It’s one of the worst words in the dictionary to define.
The reason is understandable; it refers to an internal human experience, all of which to some extent are subjective.
It may be preferential, therefore, to use the word ‘happiness’ as an umbrella term. In doing so we can use it as a reference point, rather than a simple noun.
We could agree that to be happy is essentially to feel ‘well’; that is, the sense of living through a ‘good’ experience, or a ‘good’ life.
So, what constitutes a feeling of ‘wellness’? There are four key elements I suggest are not only essentially but primary in a life that can be described as happy.
Let’s get the obvious out the way: The smiling face. There’s no doubt that laughter, liveliness, passion, zest and ecstasy are all feelings associated with happiness.
However, it’s vitally important to know this is the very tip of the iceberg. Experiences like this are wonderful but they are not all we are capable of knowing.
Feelings of exhalation are brilliant and of course should always be welcomed, but by nature are temporary and fleeing.
And that’s good.
True happiness is not always feeling positive. It encompasses innate characteristics such as empathy, compassion, sacrifice and service. All of which, at times, would not be described as ‘positive’ experiences. But I’m sure we can agree they are elements of a life well lived.
I would go as far as to suggest every single person would have a richer, more productive and enjoyable life if they developed the skill of resilience.
We all are presented with enormous challenges at one time or another. Our ability to face these obstacles with enduring psychological strength has unfathomable importance in our lives.
This is where the deep concern of covering one’s problems with temporary highs and attractive objects plays a part, and another reason it’s important to have perspective on the ‘smiling face’ notion of happiness.
Grit and determination give us the ability to navigate through the toughest of days with hope and the desire to see ourselves through to a better life.
This is where we begin to experience real happiness. Knowing your day has been spent productively – towards goals that are meaningful to you – this is a happy life.
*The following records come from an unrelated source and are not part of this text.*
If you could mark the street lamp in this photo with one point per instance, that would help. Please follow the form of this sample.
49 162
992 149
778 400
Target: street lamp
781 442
Often this comes in the form of service to something of personal importance or the expression of creativity within your specific skill sets or passions, later to be a source of joy to others.
Meaningful activities are ones we are fully enthralled with. Activities that we lose ourselves in can only speak how enjoyable it was in the past tense. Activities where time and self are not in existence.
To partake in meaningful activities also brings a sense of fulfillment. Expressing one’s natural capacities and strengths in the pursuit of excellence feel worthwhile and fruitful, almost as if we are partaking on a mission, completely oblivious to the notion of attainment or success – fully committed to the process, the journey, the labour.
Living with meaning – that is; to create meaningful things or experiences, or to spend time helping a cause deemed meaningful to us, allows the fullness of the human experience to unfold. It’s the sun to the flower, the fuel to the engine.
And the crux of it all. A risky word for many, but desirable for all. Transcendence can be otherwise described as the sense of internal freedom or inner peace.
This is the knowing that there is simply more to life than work, things, experiences, achievement and fulfillment.
Its a deep understanding that the course of our history had a beginning and will surely have an end. Our lives on Earth are to be enjoyed, explored and endured, but not to be obsessed with.
It could be said, transcendence is the feeling of carelessness. The ability to approach all things in life with playful negation and unidentified, unattached exuberance.
In this state we are less affected by the lows of life, less sensationalised by the high spirited attractions of our creations – simply at peace.
Arguably it’s more than an aspect of a happy life. It’s to have won.